Я пошел к овражку. Там я почувствовал слабый запах, его не было, он лишь мерещился мне – такой, какой бывает, когда в детстве высекаешь искру, ударяя кремнем о кремень. Тут его не могло быть, пули не высекали искр из мягких известняков; призрак, наваждение. В трещинах, смытые весенней водой, лежали старые позеленевшие гильзы, много гильз, сотни, уже спекшихся, разрушившихся.

Еще одна груда камней в самом овражке. Я понял, что под ней, зачем ее здесь сложили и кто сложил.

Я сфотографировал ее, понимая, как нелепо будет выглядеть фотография – просто куски известняка. Сфотографировал гильзы, россыпи гильз, старые отметины пуль на камнях. Земли тут не было, нечего было взять, и я наскреб песка, насыпал в баночку.

Гильзы и песок, кости под камнями, уже превратившиеся, наверное, в пыль; и Даукен, вечно живой старик. Когда и он, и сын отвернулись, я снял и их, две фигуры, две тени.

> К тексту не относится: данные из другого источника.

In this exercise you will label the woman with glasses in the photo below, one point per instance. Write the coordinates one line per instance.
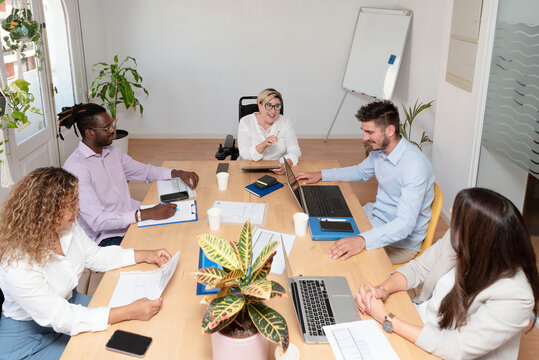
(43, 252)
(480, 284)
(268, 135)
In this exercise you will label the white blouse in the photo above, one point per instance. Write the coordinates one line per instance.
(41, 292)
(250, 134)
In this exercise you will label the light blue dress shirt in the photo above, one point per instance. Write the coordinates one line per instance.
(401, 213)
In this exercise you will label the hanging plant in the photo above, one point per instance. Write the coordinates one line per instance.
(23, 29)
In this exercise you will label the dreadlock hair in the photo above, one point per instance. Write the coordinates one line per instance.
(81, 114)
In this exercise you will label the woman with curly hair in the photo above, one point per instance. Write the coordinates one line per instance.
(480, 283)
(43, 252)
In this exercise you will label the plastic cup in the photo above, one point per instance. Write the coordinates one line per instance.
(222, 181)
(291, 354)
(300, 223)
(214, 218)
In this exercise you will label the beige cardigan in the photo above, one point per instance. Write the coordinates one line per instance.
(496, 317)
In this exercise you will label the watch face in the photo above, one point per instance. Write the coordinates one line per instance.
(387, 326)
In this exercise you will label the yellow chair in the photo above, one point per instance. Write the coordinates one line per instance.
(435, 209)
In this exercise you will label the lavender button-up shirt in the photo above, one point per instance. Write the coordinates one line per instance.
(106, 207)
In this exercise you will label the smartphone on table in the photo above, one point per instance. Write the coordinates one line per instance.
(336, 226)
(129, 343)
(180, 195)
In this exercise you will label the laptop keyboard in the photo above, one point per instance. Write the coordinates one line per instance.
(315, 301)
(317, 203)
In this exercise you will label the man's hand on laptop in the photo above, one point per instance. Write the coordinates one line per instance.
(189, 177)
(310, 177)
(347, 247)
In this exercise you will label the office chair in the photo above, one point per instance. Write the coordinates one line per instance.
(435, 210)
(229, 147)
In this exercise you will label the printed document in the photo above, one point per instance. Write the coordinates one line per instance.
(238, 212)
(359, 340)
(174, 185)
(263, 237)
(134, 285)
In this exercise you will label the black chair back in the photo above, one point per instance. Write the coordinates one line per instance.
(247, 109)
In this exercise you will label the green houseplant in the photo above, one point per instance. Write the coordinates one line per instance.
(243, 287)
(22, 28)
(116, 85)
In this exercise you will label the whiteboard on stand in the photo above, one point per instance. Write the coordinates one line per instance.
(376, 52)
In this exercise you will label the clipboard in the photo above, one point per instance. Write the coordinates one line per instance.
(186, 211)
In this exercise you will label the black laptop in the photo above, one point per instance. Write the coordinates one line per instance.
(318, 200)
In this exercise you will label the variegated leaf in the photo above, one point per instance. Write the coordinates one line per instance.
(219, 251)
(223, 308)
(262, 271)
(209, 276)
(265, 255)
(277, 290)
(231, 276)
(245, 246)
(270, 324)
(260, 289)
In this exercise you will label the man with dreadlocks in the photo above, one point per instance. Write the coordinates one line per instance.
(106, 206)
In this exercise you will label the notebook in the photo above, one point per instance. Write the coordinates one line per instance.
(319, 301)
(263, 192)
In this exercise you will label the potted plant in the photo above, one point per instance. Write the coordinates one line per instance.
(238, 310)
(115, 85)
(22, 28)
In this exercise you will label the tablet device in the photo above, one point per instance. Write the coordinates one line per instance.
(129, 343)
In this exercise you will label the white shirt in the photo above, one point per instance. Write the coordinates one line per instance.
(250, 134)
(41, 292)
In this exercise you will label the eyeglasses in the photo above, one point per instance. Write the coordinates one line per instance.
(109, 128)
(275, 107)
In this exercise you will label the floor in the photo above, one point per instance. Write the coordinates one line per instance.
(348, 152)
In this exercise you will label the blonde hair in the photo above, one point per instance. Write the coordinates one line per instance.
(32, 212)
(268, 94)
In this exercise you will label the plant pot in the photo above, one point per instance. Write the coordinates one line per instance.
(225, 347)
(122, 141)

Я не чувствовал, что от Кастальского, от всех, кто погиб здесь, хоть что-то осталось; если бы я мог, я просто набрал бы в баночку воздух пустыни, но Кастальский-младший вряд ли бы понял меня. И почему-то я уверился, что где-то под Дрогобычем есть такая же неприметная ложбинка, в которой лежит дед Михаил; и я не найду его никогда, потому что какое-то звено выпало из цепи памяти и путь к нему навсегда закрыт. Зато я найду других, не своих; отниму у забвения хотя бы несколько человек – и это уже будет великий труд, что-то значащий на больших весах жизни.

Даукен с сыном возились поодаль. Я догадался, что там тайник, старый, наверное, как сам колодец, как неприметная тропа через пустыню. Может быть, в этом тайнике и прятался Даукен, когда их настигли солдаты. Может быть, в тайнике укрыли сокровища банды и Даукен потом возвращался за ними, водил сына – отсюда и дом, и достаток.

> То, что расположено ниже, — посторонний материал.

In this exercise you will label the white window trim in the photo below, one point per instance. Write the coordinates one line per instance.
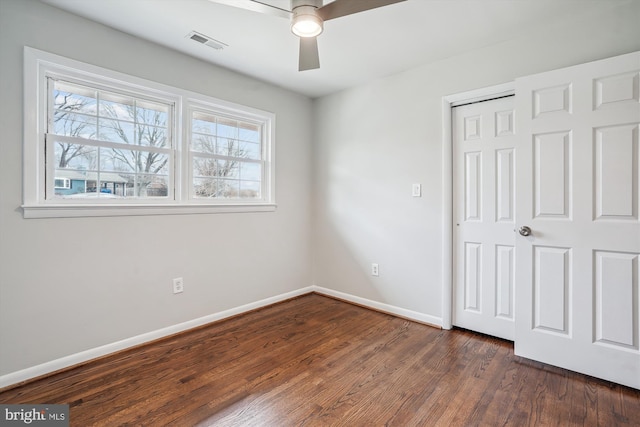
(38, 64)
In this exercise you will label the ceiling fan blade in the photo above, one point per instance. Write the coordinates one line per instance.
(256, 6)
(340, 8)
(309, 58)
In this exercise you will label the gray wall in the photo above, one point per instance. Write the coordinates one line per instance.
(372, 142)
(68, 285)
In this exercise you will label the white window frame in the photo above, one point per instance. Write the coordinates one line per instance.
(39, 65)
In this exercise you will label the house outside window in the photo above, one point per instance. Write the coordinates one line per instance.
(102, 143)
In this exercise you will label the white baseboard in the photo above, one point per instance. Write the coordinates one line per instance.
(84, 356)
(375, 305)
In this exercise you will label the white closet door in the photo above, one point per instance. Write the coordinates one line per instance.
(578, 189)
(484, 216)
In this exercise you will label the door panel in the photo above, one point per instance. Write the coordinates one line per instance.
(484, 242)
(577, 300)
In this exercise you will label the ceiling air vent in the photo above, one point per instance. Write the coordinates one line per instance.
(201, 38)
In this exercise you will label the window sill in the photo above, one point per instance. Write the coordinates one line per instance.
(77, 211)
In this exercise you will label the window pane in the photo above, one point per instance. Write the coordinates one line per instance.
(227, 128)
(203, 143)
(250, 171)
(249, 190)
(228, 147)
(249, 132)
(228, 188)
(74, 99)
(74, 124)
(205, 187)
(250, 150)
(151, 136)
(151, 113)
(207, 167)
(116, 106)
(203, 123)
(117, 131)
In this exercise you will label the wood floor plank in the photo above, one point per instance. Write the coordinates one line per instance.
(316, 361)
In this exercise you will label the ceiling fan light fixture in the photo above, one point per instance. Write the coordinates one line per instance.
(305, 22)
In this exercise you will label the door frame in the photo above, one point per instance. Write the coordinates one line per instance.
(448, 102)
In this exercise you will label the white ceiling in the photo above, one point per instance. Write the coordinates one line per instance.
(353, 49)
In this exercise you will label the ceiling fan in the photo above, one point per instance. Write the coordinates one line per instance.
(307, 19)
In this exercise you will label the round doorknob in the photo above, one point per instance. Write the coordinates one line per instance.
(524, 231)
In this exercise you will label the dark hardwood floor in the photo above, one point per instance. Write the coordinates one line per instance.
(316, 361)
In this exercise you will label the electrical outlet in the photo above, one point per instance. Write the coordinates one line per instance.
(374, 269)
(178, 285)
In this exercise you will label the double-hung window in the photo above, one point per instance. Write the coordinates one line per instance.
(98, 143)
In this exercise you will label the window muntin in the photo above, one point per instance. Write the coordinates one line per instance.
(226, 157)
(109, 145)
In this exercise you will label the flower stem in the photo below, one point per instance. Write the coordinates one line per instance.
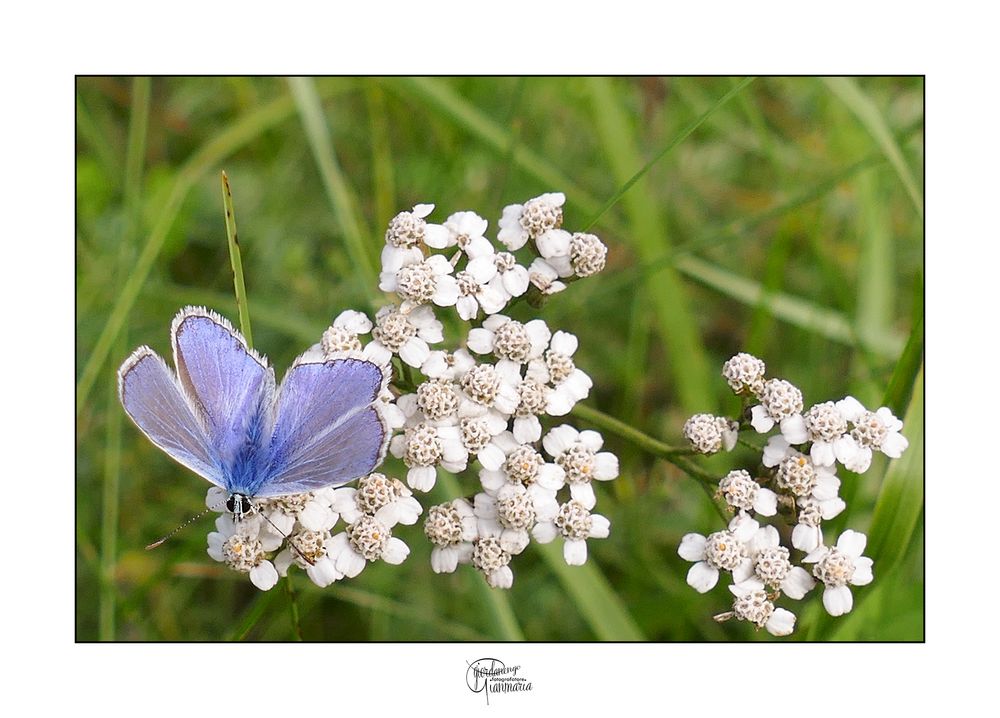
(672, 454)
(236, 260)
(294, 606)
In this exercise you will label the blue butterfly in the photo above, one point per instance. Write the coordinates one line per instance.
(222, 417)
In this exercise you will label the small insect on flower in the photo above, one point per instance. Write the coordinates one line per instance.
(222, 416)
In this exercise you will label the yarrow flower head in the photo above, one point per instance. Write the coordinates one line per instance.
(575, 523)
(480, 405)
(521, 222)
(745, 373)
(451, 528)
(798, 488)
(839, 566)
(709, 434)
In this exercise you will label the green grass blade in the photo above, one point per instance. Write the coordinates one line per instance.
(236, 260)
(602, 88)
(225, 143)
(592, 596)
(897, 396)
(901, 498)
(338, 191)
(438, 95)
(109, 515)
(647, 233)
(794, 310)
(375, 602)
(135, 156)
(383, 172)
(871, 117)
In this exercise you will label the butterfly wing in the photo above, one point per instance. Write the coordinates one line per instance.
(328, 427)
(230, 386)
(152, 398)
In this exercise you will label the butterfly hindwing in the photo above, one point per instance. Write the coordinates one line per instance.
(328, 428)
(152, 398)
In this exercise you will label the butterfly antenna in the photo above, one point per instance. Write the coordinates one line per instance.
(183, 525)
(256, 509)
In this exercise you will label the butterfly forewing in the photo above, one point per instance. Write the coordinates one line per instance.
(229, 385)
(328, 429)
(152, 398)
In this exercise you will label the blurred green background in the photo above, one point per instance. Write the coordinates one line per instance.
(784, 217)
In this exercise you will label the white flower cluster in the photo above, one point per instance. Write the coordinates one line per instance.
(798, 482)
(483, 402)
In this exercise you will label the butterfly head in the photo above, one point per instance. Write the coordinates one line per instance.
(239, 505)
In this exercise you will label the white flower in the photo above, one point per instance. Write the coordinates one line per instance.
(752, 604)
(341, 338)
(519, 223)
(544, 276)
(312, 511)
(490, 558)
(510, 340)
(522, 464)
(839, 566)
(417, 283)
(423, 446)
(308, 550)
(708, 434)
(575, 524)
(576, 452)
(776, 450)
(744, 372)
(743, 493)
(487, 438)
(780, 401)
(477, 288)
(873, 430)
(554, 246)
(239, 546)
(367, 539)
(406, 233)
(388, 500)
(438, 400)
(533, 398)
(513, 512)
(771, 566)
(447, 365)
(556, 368)
(587, 254)
(511, 279)
(464, 230)
(487, 388)
(721, 551)
(812, 511)
(404, 333)
(451, 528)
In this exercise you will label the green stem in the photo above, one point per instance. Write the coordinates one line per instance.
(234, 256)
(620, 428)
(293, 604)
(656, 447)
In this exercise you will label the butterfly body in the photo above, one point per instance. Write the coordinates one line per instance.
(222, 415)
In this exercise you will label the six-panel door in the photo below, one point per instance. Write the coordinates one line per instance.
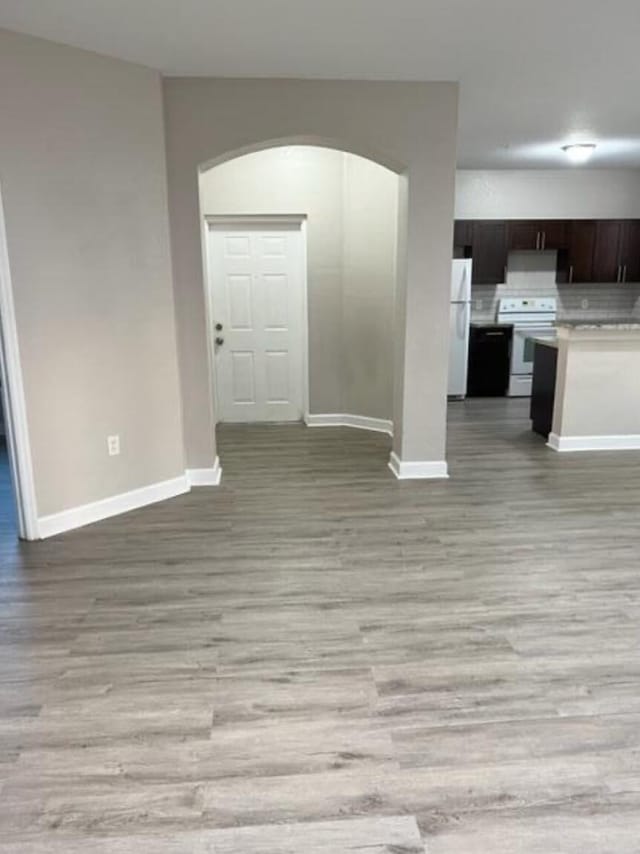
(256, 281)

Сейчас они, похоже, закладывали в тайник груз, который должен был забрать пришедший с другой стороны пустыни. И, глядя, как сноровисто они орудуют, ловко ворочают камни, я ощутил, что внутри занимается ярость: десять человек лежит в братской могиле, а Даукен не подошел даже, не помолчал минуту. Из ярости выросло подозрение – не специально ли он вел доверившихся ему именно сюда, не просчитал ли заранее, что здесь сумеет спастись и сохранить деньги, золото?

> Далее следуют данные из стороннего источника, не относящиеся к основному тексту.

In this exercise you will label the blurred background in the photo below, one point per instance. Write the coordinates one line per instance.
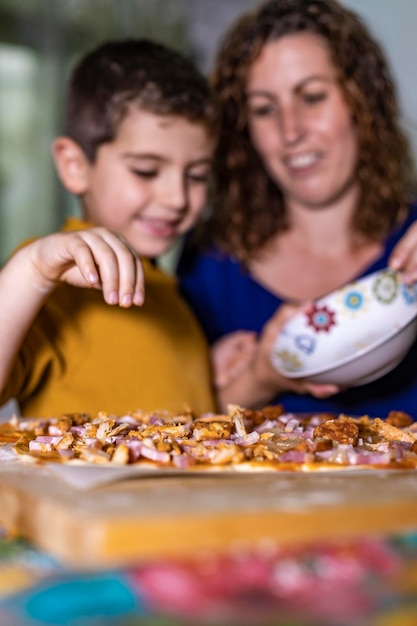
(40, 40)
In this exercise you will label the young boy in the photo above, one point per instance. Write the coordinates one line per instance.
(137, 154)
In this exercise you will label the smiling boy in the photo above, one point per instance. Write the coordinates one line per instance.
(137, 153)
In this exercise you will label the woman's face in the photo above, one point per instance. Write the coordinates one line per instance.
(300, 123)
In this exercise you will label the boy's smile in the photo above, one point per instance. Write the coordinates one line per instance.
(149, 184)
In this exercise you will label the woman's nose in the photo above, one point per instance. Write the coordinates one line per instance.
(291, 125)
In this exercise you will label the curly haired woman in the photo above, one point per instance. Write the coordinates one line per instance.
(311, 181)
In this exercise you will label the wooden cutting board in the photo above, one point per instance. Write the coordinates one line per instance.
(147, 518)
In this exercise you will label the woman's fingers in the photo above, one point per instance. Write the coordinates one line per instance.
(404, 256)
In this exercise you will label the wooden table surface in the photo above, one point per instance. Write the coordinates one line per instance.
(146, 518)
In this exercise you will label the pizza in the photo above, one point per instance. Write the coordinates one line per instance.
(242, 439)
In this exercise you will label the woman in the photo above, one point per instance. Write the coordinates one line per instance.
(311, 178)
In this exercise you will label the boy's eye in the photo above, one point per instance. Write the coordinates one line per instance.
(144, 173)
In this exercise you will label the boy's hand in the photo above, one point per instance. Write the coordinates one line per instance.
(404, 256)
(95, 257)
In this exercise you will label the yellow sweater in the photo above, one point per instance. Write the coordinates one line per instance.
(81, 354)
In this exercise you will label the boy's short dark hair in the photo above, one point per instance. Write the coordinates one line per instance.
(118, 75)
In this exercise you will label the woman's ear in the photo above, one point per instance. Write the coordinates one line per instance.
(71, 164)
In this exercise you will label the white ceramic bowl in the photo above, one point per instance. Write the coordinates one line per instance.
(353, 335)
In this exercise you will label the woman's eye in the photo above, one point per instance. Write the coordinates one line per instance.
(261, 110)
(314, 98)
(198, 178)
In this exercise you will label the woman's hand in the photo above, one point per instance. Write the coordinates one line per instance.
(231, 355)
(267, 372)
(404, 256)
(94, 257)
(253, 381)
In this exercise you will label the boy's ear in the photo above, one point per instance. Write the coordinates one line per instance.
(72, 165)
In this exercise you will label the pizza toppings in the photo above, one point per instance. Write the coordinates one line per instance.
(261, 439)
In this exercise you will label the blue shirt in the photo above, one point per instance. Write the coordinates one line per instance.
(226, 298)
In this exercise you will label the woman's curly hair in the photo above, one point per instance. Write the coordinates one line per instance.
(248, 208)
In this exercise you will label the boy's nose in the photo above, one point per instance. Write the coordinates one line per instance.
(174, 193)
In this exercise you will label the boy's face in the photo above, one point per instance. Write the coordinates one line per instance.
(150, 183)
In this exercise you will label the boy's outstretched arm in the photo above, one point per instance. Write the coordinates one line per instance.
(93, 257)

Я посмотрел на гильзы – мне показалось, что, будь у меня оружие, я бы мог зарядить в обойму эти старые пустые гильзы, и они выстрелили бы в того, кто спасся, может быть, предав остальных – выстрелили застарелой, посмертной ненавистью.

Ярость и подозрение сменились тревогой; если я стал искателем мертвых, мне нужно помнить: не только я ищу усопших, но они моими глазами, моими чувствами что-то ищут в мире живых, пытаются дотянуться с того света до тех, до кого не смогли дотянуться при жизни; я опасен для живых, ибо мной владеют ушедшие; они словно уже завербовали меня в свой потусторонний отряд.

Я почувствовал покойников как темную и скрытную силу; я мог подозревать Даукена в предательстве – но что я знал о тех, кто лежал в овражке под грудой камней? То, что они мертвы, а он жив, то, что они погибли в неравном бою, стремясь бежать из ссылки, как бы заведомо делало их правой стороной в посмертной тяжбе. Но что я знал о сути их возможных проклятий, о том, что хотели бы они внести в мир живых? Ничего. А ведь, будь у меня оружие, я бы, возможно, выстрелил в Даукена!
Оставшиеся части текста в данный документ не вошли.